Introduction

In the summer of 2012, I collaborated with faculty members and students from the U-M Digital Fabrication Lab to built a room-sized landmark for the school’s largest research center–North Campus Research Complex (NCRC), a 28-building, 174-acre campus. “Collaboration” is the theme for our design, as the goal of NCRC is to encourage experts from different disciplines to cooperate together and to bring up new ideas.

Challenge

How to transform the value “collaboration” into a concrete representation?

Solution

Inspried by Rafael Lozano-Hemmer’s work, I proposed to make the installation as a flexible digital playground for people in NCRC, rather than as a statue that cannot be changed once built and deployed.

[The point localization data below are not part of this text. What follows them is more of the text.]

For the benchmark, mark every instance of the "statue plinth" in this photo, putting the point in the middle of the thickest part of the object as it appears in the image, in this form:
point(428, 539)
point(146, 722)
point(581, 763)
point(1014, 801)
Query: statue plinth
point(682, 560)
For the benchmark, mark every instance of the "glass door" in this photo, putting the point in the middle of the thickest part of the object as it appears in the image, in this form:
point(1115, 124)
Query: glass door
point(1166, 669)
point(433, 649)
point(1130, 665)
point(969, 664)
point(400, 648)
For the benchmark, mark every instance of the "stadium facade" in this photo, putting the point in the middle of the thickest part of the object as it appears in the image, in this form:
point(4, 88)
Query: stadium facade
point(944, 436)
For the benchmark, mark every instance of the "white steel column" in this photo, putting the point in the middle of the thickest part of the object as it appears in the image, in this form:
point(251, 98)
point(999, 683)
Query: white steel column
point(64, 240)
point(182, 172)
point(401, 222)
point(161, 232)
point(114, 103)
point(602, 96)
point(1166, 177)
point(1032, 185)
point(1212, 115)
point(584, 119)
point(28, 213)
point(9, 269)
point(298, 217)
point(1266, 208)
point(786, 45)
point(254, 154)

Researchers at NCRC would be able to easily plug in an USB cable to the installation and reprogram a series of ambient light rods, motion sensors and microphones through Arduino programming language. Therefore, the installation becomes a place where different people could contribute their ideas together, embodyng the collaboration goal of the research center.

Impact

Currently the installation is already in place and I had completed several demo applications for it. HighWire will be a permanent artwork installation at NCRC. Upon constructing the installation, I explained the digital playground idea to many visitors, they were all excited about being able to create applications for the installation, and had started to imagine how they could interact with the installation. I believe empowering people to express and share their ideas is the key to facilitate collaboration.